Walton noted that the SEC would seek the “full amount of the reimbursement that is required by the statute,” and not just the amount of additional compensation the CEO or CFO may have received as a result of the misconduct. He pointed to two recent SEC settlements, Granite Construction and Synchronoss Technologies, in which the SEC clawed back more than $1 million in bonuses and stock-sale profits from the companies’ respective CEOs. In the Granite case, announced last month, the commission also forced two former CFOs to return bonus compensation in a reporting fraud case.
The enforcement tool is not new, but Christian Schultz, a partner at Arnold & Porter Kaye Scholer who left the SEC in March, said the Biden administration’s approach to SOX 304 is more aggressive than in the past. Previous administrations’ discussions about the clawback provision often focused on bonuses an executive earned as a result of the misconduct, rather than all incentive-based pay earned in the year following a fraudulent filing.
“Enforcement is taking a closer look at gatekeepers, and in this context, that would be compliance personnel and senior legal personnel. CEOs and CFOs, who are most at risk for the SOX 304 clawback, need to ensure that they have strong leadership in compliance, risk management, and in their legal department to ensure they’re thinking carefully and deliberately about the policies and the controls that are being put in place,” Schultz said.

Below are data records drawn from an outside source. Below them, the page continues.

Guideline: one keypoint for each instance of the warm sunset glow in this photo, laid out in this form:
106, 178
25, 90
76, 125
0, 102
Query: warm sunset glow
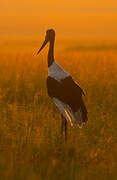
84, 17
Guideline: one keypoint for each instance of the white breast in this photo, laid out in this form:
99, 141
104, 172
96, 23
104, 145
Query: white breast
55, 71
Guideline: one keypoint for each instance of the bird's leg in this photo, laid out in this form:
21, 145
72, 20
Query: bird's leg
64, 127
65, 130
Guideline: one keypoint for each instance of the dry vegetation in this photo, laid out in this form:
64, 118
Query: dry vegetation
30, 143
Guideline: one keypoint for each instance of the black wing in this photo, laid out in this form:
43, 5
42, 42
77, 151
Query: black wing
67, 91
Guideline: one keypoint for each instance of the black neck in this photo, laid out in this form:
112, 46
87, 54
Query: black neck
51, 53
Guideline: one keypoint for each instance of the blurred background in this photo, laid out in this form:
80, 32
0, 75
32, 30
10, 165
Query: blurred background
30, 18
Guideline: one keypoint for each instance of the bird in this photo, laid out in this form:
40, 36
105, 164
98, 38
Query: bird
63, 90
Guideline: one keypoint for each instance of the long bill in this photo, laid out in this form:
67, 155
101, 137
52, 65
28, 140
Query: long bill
43, 45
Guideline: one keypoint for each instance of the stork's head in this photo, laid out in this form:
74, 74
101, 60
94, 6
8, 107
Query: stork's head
50, 36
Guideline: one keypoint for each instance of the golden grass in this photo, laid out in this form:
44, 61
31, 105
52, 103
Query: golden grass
30, 142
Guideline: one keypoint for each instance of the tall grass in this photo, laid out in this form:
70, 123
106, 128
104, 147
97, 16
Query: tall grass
30, 143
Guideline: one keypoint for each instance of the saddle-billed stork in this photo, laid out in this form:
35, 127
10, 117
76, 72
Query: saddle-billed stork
65, 93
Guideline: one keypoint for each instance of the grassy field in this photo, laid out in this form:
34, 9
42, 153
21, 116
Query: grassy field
31, 147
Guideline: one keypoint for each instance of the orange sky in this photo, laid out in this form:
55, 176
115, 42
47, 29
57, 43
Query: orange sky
68, 17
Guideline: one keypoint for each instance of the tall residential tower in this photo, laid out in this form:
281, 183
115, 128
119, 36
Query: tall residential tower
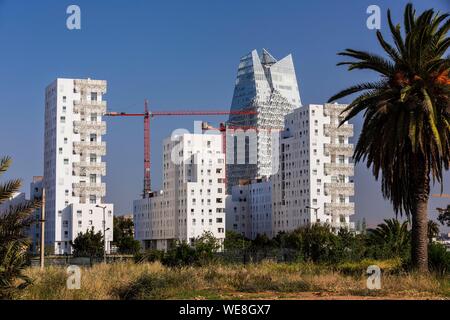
73, 166
193, 197
314, 183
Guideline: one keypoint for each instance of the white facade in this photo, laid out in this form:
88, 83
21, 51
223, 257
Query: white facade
269, 87
16, 199
314, 182
193, 197
35, 229
249, 208
73, 166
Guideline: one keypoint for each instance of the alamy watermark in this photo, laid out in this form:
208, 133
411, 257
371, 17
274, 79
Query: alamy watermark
374, 279
374, 20
73, 21
73, 281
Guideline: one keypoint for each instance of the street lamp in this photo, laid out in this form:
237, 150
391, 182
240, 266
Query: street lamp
315, 210
104, 232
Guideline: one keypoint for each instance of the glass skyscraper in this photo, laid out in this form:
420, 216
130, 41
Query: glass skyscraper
269, 87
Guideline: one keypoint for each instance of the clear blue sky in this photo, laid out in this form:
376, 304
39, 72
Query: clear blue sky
180, 55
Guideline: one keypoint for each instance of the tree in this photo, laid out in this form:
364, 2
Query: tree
406, 129
205, 247
391, 236
433, 230
124, 235
235, 241
88, 244
13, 241
444, 216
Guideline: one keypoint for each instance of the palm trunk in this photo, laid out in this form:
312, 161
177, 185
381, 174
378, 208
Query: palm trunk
419, 239
419, 244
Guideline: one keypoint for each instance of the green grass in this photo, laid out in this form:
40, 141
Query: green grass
269, 280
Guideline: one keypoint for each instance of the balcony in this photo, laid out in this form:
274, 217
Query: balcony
87, 85
335, 130
339, 148
87, 168
344, 225
89, 126
340, 188
339, 168
333, 109
87, 147
335, 209
86, 189
88, 106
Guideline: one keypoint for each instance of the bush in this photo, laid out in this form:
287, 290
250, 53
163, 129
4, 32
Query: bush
438, 258
151, 255
89, 244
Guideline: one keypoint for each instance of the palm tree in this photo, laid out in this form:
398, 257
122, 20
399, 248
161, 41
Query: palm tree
406, 129
14, 244
391, 234
433, 230
444, 215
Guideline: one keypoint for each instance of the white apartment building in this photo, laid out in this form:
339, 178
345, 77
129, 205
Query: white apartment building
249, 208
192, 200
34, 231
314, 182
15, 199
73, 166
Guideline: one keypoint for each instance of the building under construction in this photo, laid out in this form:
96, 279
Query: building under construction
270, 88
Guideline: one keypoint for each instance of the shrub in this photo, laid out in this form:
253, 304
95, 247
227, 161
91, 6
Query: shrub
151, 255
438, 258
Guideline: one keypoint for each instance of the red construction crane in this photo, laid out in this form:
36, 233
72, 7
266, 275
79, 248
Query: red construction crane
150, 114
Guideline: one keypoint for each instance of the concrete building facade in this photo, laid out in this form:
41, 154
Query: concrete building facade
73, 166
249, 208
192, 200
314, 183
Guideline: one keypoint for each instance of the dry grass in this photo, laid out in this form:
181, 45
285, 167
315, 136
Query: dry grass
126, 280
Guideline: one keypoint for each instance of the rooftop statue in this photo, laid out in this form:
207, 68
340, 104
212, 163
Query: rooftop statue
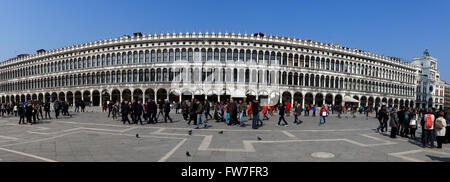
426, 53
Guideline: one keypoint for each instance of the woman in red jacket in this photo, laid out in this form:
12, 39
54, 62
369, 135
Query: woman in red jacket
323, 114
288, 108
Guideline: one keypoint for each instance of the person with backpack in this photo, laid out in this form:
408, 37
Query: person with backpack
441, 123
314, 111
413, 125
447, 128
297, 113
323, 114
282, 112
428, 128
199, 112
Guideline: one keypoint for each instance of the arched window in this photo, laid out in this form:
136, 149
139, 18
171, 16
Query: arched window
158, 75
113, 59
147, 76
210, 55
152, 75
165, 56
216, 54
260, 57
183, 54
229, 55
158, 56
247, 56
147, 56
153, 56
141, 76
177, 54
135, 57
203, 55
222, 55
130, 58
171, 55
130, 76
190, 55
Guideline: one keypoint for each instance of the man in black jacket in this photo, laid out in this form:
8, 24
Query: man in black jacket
167, 111
282, 109
21, 112
161, 108
148, 109
154, 111
125, 111
137, 108
255, 112
233, 112
29, 112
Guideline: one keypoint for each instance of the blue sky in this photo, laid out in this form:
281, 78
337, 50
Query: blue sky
400, 28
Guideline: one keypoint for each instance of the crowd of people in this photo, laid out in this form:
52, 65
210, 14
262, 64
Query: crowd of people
434, 124
31, 112
231, 112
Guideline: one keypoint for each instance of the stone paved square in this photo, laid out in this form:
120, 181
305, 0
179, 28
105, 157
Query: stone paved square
92, 137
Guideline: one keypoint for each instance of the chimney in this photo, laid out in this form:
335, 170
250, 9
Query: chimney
137, 34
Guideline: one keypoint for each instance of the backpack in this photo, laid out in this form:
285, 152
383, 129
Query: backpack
439, 124
429, 121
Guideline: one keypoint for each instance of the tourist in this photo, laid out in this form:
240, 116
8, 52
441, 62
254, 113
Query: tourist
82, 105
394, 123
207, 110
167, 111
297, 113
125, 111
242, 109
199, 112
323, 114
413, 125
339, 110
288, 108
57, 108
192, 110
447, 128
15, 110
47, 110
233, 112
314, 111
161, 109
138, 110
29, 112
264, 112
441, 123
21, 112
256, 122
428, 128
282, 112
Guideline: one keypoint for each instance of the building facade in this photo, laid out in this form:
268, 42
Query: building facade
446, 96
215, 66
430, 88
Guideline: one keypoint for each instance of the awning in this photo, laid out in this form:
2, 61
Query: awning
349, 99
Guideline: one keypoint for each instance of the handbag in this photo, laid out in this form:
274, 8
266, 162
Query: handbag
413, 122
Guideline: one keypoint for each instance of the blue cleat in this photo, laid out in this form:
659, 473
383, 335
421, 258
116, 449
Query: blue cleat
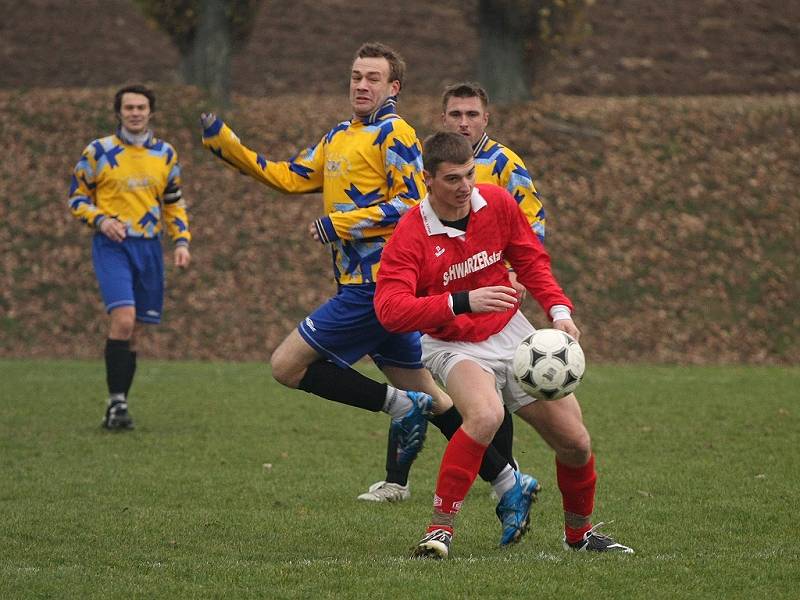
514, 508
410, 429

Companies and their executives should undertake proactive risk assessments to ensure they can demonstrate to the SEC that compliance is taken seriously and controls are in place to prevent misconduct. “Enforcement is trying to send a very clear message that they‘re going to be looking at the leadership of a company,” said Arnold & Porter partner Jane Norberg, a former head of the SEC whistleblower office. “They’re looking at the tone set from the top and whether leadership has put proper controls in place—and if they haven’t, they’re going to go after the leadership.”